A little snippet appeared in the June of 1837’s newspapers.
Over on Portland Mr Richard Lane owned and ran a quarry there.
One day, while the men were hard at work, a large block of stone was removed from its bed some 40 odd foot below the surface. To everyones amazement, it’s removal revealed a hidden and secret world, for beneath was the opening to a huge cavern. What was even more impressive, was what gems were found inside that cavern. Not jewels of the diamond variety, but bones, hundreds of bones. There were not only the normal sheep, bunnies,( see…didn’t say the r….t word), deer and bullock bones, but more exotic animals such as tigers and hyenas.
These bones were apparently in an excellent state of preservation, some were even completely embedded in the stalegmites that dotted the floor of the cavern.
It was decided that they were “of great antiquity” many believing them to be from the Antediluvian period (the period before the Great Biblical Flood)

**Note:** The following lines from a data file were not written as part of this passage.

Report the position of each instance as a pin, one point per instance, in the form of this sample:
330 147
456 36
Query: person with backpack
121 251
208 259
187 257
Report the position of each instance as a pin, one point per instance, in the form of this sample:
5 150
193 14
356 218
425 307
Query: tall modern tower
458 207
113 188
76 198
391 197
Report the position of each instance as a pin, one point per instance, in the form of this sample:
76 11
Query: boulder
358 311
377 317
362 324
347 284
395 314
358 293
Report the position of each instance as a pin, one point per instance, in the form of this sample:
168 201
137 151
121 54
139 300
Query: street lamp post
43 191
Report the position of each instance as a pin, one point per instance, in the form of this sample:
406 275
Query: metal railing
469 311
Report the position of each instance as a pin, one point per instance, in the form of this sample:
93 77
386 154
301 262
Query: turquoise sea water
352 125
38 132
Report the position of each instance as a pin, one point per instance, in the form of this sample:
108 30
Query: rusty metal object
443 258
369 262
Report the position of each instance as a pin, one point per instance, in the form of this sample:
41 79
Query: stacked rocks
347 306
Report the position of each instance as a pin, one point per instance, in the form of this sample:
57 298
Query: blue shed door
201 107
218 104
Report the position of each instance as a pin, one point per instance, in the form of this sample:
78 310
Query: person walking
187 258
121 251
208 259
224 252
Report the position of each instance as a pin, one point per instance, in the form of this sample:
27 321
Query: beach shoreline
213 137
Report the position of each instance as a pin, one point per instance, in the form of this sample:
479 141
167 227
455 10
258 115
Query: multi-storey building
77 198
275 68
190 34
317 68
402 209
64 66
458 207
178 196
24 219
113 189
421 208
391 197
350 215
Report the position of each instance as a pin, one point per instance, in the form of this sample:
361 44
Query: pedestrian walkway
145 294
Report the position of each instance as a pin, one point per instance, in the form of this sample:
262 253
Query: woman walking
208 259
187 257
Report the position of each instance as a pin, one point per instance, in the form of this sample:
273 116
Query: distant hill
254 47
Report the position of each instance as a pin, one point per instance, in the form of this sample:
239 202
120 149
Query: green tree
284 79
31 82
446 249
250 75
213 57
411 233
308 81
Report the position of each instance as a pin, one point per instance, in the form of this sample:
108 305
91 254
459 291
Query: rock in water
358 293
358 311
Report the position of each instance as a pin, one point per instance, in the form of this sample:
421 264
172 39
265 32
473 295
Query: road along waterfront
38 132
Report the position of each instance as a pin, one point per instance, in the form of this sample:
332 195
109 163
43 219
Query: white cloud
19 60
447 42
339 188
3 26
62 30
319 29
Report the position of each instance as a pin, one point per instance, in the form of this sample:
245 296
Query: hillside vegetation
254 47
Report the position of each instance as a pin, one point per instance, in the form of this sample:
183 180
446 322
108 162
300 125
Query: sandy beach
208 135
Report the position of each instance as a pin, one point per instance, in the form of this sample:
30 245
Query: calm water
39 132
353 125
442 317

Some of the bones were gathered up and handed over to the Museum of the Weymouth Institution. No mention of what happened to all the remaining ones, presumably they made great little ‘holiday’ souvenirs for the wealthy visitors to the area, and a nice little earner for the quarrymen.
A further report later in the year states that great interest was taken in these remains by the general scientific community. . Large fossilised trees had been uncovered before on Portland, but these were the first such animal remains ever found on the Isle.
The museum itself in Weymouth was growing in fame and popularity due to it’s expanding collection of natural history and exhibits of the local geology and minerals.
In the October of that year, the Museum was visited by no less a celebrity than the Lord Bishop of Bath and Wells, such was the interest in these fossilised bones of ancient times.
I wonder what ever happened to them?